Figure 3. LabVIEW RT Watchdog Palette
The LabVIEW Real-Time module includes a palette that contains the watchdog VIs. This is the palette used to configure and reset the watchdog timer. The VIs that are contained in this palette are the following:
Watchdog Configure is called at the beginning of your application to define the timeout of the timer and the actions that will be taken when the timer expires.
Watchdog Whack is used to reset the timer. This will be called in a while loop in your application to periodically reset the hardware timer. If this VI doesn’t get called again within the timeout value passed to the Watchdog Configure VI, the configured actions will occur.
The Watchdog Clear VI is called at the close of your application and resets the watchdog hardware and closes the watchdog session.

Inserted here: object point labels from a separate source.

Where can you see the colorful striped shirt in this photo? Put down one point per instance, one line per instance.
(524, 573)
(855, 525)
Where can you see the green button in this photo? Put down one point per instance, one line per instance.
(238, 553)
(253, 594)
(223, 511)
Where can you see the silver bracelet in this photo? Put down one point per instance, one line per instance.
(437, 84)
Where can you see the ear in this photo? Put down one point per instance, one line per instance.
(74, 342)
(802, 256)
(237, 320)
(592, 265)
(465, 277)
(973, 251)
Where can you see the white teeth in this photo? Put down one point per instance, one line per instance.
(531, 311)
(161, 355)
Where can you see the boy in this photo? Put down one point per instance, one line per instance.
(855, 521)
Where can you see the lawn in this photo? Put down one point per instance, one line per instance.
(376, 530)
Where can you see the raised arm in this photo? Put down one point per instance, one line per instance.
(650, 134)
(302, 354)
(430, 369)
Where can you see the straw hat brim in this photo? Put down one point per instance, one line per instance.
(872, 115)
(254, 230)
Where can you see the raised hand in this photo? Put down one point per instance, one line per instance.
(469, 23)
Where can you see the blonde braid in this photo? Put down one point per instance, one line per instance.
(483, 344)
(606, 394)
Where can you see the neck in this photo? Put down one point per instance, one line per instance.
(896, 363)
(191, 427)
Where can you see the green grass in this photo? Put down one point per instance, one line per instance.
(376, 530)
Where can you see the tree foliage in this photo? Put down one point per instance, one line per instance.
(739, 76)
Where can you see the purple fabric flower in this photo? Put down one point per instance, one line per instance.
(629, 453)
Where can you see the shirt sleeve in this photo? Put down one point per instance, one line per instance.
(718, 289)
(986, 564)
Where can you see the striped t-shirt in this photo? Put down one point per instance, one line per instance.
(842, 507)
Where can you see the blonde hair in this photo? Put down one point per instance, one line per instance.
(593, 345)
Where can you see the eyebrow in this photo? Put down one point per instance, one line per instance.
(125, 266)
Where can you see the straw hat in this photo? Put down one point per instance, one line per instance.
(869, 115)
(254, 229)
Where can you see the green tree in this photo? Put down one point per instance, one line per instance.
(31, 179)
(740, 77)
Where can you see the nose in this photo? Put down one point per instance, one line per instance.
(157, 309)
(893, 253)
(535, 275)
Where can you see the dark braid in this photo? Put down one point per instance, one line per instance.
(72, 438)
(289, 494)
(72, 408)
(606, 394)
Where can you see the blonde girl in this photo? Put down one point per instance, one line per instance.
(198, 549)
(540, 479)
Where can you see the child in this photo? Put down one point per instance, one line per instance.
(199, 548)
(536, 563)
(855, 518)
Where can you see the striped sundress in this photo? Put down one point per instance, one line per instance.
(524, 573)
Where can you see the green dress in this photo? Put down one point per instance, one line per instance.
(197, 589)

- Advanced Watchdog Palette
The Advanced Watchdog palette contains the building blocks that the other VIs are made of. These don’t need to be explicitly used in most circumstances but would be if your application requires more intricate interaction with the watchdog timer.
An example of how to use the watchdog timer is included in the LabVIEW Real-Time Module in the example finder under Toolkits and Modules >> Real-Time >> General >> Watchdog – RT Engine.lvproj.
A standard LabVIEW Real-Time application is divided into deterministic and non-deterministic tasks. It’s suggested to have your watchdog configured and interacted with in a non-deterministic task. If the watchdog VIs are included in a deterministic task, they can cause jitter and impact the performance of your application. Another consideration is to interact with the watchdog in a low priority task. Imagine a system in which the highest priority task is taking too much time to run and starving all the lower priority tasks, preventing them from running. If the watchdog is included in that high priority task, the timer will be continually reset as expected, and the system won’t realize it’s in an error state and will continue operating in that incorrect state. The best practice in this scenario is to ensure that your watchdog VIs are being called from a low priority task to ensure that the watchdog will catch any process starvation in the application.